Only if you define bald to mean “zero hairs.”

But in common parlance, that’s not what bald means. Most bald people are not completely domed in chrome.

This is actually one of Zeno’s famous paradoxes. (Not the one he is most famous for about halving distances; he actually wrote about several.)

Of course, Zeno is wrong in both his premise and conclusion. A single grain of rice does make a sound when it falls, it’s just not very loud.

To see this is false, it suffices to exhibit someone with at least one hair but without a full head of 100000 hairs. Cf pattern hair loss.

I feel the length of the single hair, and the skill of the hair stylist, are significant factors here. Admittedly that’s more from an aesthetic perspective than a strictly mathematical one.


And only if you define “full head of hair” as one hair.

This is why math is not defined by words.

It only matters what a prospective partner thinks.

This is where the literal meets the practical.

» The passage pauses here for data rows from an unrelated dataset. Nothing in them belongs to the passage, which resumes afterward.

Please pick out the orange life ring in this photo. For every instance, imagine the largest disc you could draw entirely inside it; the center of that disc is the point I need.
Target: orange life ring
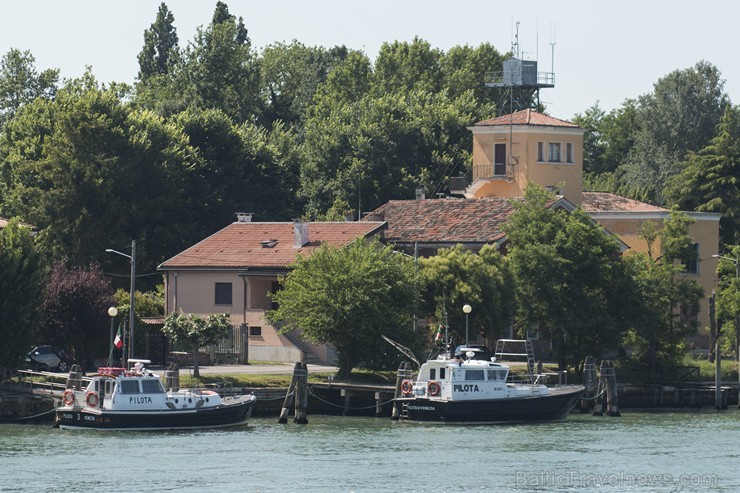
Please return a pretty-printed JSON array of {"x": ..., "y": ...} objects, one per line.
[
  {"x": 406, "y": 387},
  {"x": 91, "y": 399},
  {"x": 69, "y": 397},
  {"x": 433, "y": 388}
]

I believe there is a difference between “not being bald” and “having a full head of hair.”

Cite: my head.

If a full head of hair is 100,000 hairs, then a single hair is not a “full head of hair”. It is a head that is 0.001% full. A head with two hairs would then be 0.002% full, and so on.

It’s the sorites paradox:

Pursuing and generalizing this idea, “bald” and “with a full head of hair” may be regarded as predicates in formal fuzzy logic. A piecewise-linear function is a simple and straightforward way to delineate the fuzzy sets involved.

This is just one example of many of people who want nice sharp boundaries in definitions when the real world quite often doesn’t work that way.

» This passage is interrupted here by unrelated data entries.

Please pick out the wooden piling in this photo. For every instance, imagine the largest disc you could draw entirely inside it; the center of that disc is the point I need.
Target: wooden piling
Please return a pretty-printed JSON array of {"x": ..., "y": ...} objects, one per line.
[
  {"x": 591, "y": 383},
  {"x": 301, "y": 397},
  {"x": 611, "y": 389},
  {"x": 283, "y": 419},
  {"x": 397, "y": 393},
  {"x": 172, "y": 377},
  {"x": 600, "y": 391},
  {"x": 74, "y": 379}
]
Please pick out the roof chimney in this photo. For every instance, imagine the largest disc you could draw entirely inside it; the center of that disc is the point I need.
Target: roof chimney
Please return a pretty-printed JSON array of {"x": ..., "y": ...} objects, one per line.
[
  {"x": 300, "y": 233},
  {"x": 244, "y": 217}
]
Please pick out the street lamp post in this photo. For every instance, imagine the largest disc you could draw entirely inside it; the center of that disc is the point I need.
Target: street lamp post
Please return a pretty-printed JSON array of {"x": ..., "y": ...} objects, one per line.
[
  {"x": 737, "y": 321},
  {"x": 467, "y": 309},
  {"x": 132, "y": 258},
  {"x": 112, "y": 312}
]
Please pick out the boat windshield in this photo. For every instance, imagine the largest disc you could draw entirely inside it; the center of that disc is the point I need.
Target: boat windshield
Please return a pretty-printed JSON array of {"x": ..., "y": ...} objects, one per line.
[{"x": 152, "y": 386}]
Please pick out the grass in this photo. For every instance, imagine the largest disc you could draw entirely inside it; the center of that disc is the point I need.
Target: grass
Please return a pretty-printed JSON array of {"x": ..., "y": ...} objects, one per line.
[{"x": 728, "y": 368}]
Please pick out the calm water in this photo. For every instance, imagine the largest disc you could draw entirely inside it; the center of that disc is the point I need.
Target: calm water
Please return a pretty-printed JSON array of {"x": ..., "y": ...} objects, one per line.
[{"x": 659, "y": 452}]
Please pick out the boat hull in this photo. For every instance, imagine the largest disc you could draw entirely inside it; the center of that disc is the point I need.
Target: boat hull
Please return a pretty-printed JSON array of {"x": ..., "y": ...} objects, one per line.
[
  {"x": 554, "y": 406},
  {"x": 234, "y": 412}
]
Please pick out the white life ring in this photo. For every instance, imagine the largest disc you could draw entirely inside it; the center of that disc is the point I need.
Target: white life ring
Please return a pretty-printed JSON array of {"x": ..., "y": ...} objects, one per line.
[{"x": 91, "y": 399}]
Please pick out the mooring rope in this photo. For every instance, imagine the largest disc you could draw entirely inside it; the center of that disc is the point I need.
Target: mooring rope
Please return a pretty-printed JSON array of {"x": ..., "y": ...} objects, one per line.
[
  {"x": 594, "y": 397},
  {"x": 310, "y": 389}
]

Whether being fuzzy headed is bald or not is … fuzzy. Get used to it.

I’m picturing the most extreme comb-over ever.

One of truly Trumpian proportions!

I don’t know about the math, but it’s the best news I’ve had this week.:slight_smile:

I’m picturing a really big coil placed atop the bonce.

The Oxford English Dictionary defines bald as “Having a scalp wholly or partly lacking hair.” So there are many ways to be bald.

Then there are bald eagles, which have never had even one hair on their heads.

Yes and indeed ISTM that fuzzy logic basically solves this class of problems. It’s weird how often the paradox still gets brought up.
Every hair that is removed indeed makes some difference: it increases a “baldness” attribute and decreases a “haired” attribute.
If a person has less than, say 2000 hairs everyone would regard him as bald, and above, i dunno, 10,000 every human would say he has a head full of hair.
But inbetween these thresholds our brains only need to do something like a collapse of a fuzzy function to take the values of the two attributes and make some decision.
(Also if we allow the state “balding” then that too can have fuzzy divisions with “bald” and “full head of hair”)

When I was bald-by-choice for a few years I had to shave morning and evening, otherwise I had a full head of (very short) hair.

I dunno; sometimes when you snag a rabbit, it’s shedding season.

How does this question even arise? What does it mean “mathematically speaking” and “one hair can’t make the difference between being bald and not being bald”?

Others have mentioned sorites paradox and how mathematics approaches questions of this nature.

He said “fuzzy logic”. [snerk]

(I know what fuzzy logic is. I R A Engine-er. Just “fuzzy” with respect to hair is funny.)